The Fed’s change in policy from loose to tight began roughly a year ago, in response to the increase in the pace of inflation. Much to their chagrin, the U.S. economy has remained healthy, consumer demand continues apace, and the result is that there continues to be demand for debt. As a result, despite the increase in interest rates over the past 12 months, outstanding loan balances at commercial banks have grown by $1.25 trillion—good news since these new loans are at a much higher interest rate and, hence, can ultimately help bank profitability in the medium term.
But at the same time that rates have been rising, QT has caused a big problem for bank balance sheets. The sale of bonds by the Fed, and the subsequent decline in the money supply, caused a drop in deposits in the banking system. The result of increased demand for loans and falling deposits meant that many banks quickly burned through the cash reserves they had built up during the QE phase. Some banks, such as Silicon Valley Bank, saw large enough declines in their deposit base that they were forced to either look for new (very expensive) external funding, or worse yet, sell existing assets on their books at now reduced prices because of the higher interest rates. Neither option is good as both hurt profitability and thus cause a reduction in a bank’s equity cushion. Eventually, this set off a number of classic bank runs.

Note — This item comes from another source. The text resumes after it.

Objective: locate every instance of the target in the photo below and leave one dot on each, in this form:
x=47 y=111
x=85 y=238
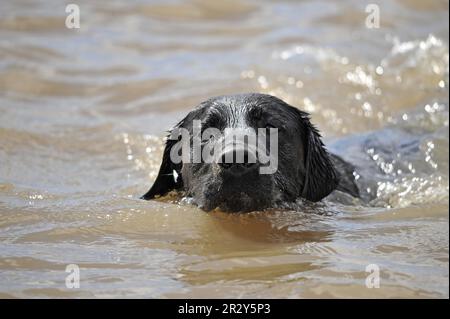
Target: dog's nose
x=237 y=161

So, there are two points of stress on the banking system today. First is the diminished value of existing assets on banks’ books from the last few years due to higher interest rates. Second is the decline in deposits, which is causing these losses to be realized from an accounting standpoint. A change in the Federal Funds Rate now is largely meaningless. The only real question is whether the Fed will continue to shrink the bank deposit base through additional QT—something that was not discussed today at all.
Realistically, even if the Fed had reduced the Federal Funds Rate by half a point, but continued their QT process, it seems likely that more banks would be subject to runs. After all, declines in deposits can only be offset by selling securities and loans that are on a bank’s books at a loss. Equivalently, if the Fed had raised the Federal Funds Rate a full half point but actually engaged in modest QE, then the expanded deposits would allow banks to avoid realizing losses and sharply reduce the risk of runs.
As it is, take off the party hats, put away the noise makers, and put the champagne back in the cooler. Today’s Fed news was really no news. Until we understand the direction the Fed is going with its quantitative tools, and the impact on bank deposits, we cannot predict if the banking situation will improve or get worse.